For this example we’ll use the SQuAD-it dataset, which is a large-scale dataset for question answering in Italian.

The training and test splits are hosted on GitHub, so we can download them with a simple wget command:

In [None]:
!wget https://github.com/crux82/squad-it/raw/master/SQuAD_it-train.json.gz
!wget https://github.com/crux82/squad-it/raw/master/SQuAD_it-test.json.gz

In [None]:
!gzip -dkv SQuAD_it-*.json.gz

In [None]:
!pip install datasets

To load a JSON file with the load_dataset() function, we just need to know if we’re dealing with ordinary JSON (similar to a nested dictionary) or JSON Lines (line-separated JSON). Like many question answering datasets, SQuAD-it uses the nested format, with all the text stored in a data field. This means we can load the dataset by specifying the field argument as follows:

In [None]:
from datasets import load_dataset

squad_it_dataset = load_dataset("json", data_files="SQuAD_it-train.json", field="data")
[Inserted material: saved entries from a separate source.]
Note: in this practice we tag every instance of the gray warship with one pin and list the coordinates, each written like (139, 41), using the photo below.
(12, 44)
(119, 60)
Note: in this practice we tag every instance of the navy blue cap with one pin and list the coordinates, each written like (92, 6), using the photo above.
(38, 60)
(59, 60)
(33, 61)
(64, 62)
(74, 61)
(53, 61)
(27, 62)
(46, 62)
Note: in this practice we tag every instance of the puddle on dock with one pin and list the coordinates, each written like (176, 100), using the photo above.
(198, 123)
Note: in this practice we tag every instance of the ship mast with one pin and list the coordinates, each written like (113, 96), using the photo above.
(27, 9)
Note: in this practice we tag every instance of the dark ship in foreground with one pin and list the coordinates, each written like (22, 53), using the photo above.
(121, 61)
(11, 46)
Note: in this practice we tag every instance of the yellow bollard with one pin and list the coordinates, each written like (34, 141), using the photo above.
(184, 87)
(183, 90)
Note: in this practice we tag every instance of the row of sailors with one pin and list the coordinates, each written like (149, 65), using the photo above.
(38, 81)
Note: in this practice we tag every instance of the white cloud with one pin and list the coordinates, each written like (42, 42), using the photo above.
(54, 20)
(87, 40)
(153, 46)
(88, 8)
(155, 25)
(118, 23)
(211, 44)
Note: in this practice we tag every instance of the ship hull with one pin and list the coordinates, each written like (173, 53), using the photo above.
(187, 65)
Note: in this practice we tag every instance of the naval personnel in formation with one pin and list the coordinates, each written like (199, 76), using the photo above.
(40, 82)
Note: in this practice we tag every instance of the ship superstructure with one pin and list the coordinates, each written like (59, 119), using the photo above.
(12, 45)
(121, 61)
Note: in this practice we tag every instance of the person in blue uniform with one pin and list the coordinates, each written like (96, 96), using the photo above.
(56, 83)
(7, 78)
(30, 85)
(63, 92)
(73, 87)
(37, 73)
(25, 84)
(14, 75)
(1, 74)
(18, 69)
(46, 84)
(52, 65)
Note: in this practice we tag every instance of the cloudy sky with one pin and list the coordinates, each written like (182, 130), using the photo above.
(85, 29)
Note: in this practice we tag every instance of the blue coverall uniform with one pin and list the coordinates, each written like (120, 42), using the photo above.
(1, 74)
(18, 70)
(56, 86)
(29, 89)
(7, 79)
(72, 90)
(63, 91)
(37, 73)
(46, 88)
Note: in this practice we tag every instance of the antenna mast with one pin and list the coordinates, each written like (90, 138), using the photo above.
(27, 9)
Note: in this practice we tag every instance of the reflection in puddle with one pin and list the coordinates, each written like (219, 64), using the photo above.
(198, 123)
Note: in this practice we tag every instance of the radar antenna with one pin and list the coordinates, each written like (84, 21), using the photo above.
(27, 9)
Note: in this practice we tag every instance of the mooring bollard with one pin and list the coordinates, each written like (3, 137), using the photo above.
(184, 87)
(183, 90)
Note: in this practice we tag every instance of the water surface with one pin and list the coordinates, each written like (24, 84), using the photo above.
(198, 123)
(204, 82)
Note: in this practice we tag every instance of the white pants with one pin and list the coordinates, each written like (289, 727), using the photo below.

By default, loading local files creates a DatasetDict object with a train split. We can see this by inspecting the squad_it_dataset object:

In [None]:
squad_it_dataset

In [None]:
squad_it_dataset["train"][0]

Great, we’ve loaded our first local dataset! But while this worked for the training set, what we really want is to include both the train and test splits in a single DatasetDict object so we can apply Dataset.map() functions across both splits at once. To do this, we can provide a dictionary to the data_files argument that maps each split name to a file associated with that split:

In [None]:
data_files = {"train": "SQuAD_it-train.json", "test": "SQuAD_it-test.json"}
squad_it_dataset = load_dataset("json", data_files=data_files, field="data")
squad_it_dataset

Now, we can apply various preprocessing techniques to clean up the data, tokenize the reviews, and so on.

The loading scripts in 🤗 Datasets actually support automatic decompression of the input files, so we could have skipped the use of gzip by pointing the data_files argument directly to the compressed files:

In [None]:
data_files = {"train": "SQuAD_it-train.json.gz", "test": "SQuAD_it-test.json.gz"}
squad_it_dataset = load_dataset("json", data_files=data_files, field="data")

This can be useful if you don’t want to manually decompress many GZIP files. The automatic decompression also applies to other common formats like ZIP and TAR, so you just need to point data_files to the compressed files and you’re good to go!

Loading remote files is just as simple as loading local ones! Instead of providing a path to local files, we point the data_files argument of load_dataset() to one or more URLs where the remote files are stored. For example, for the SQuAD-it dataset hosted on GitHub, we can just point data_files to the SQuAD_it-*.json.gz URLs as follows:

In [None]:
url = "https://github.com/crux82/squad-it/raw/master/"
data_files = {
    "train": url + "SQuAD_it-train.json.gz",
    "test": url + "SQuAD_it-test.json.gz",
}
squad_it_dataset = load_dataset("json", data_files=data_files, field="data")

In [None]:
squad_it_dataset["test"][0]

Most of the time, the data you work with won’t be perfectly prepared for training models. In the following section we’ll explore the various features that 🤗 Datasets provides to clean up your datasets.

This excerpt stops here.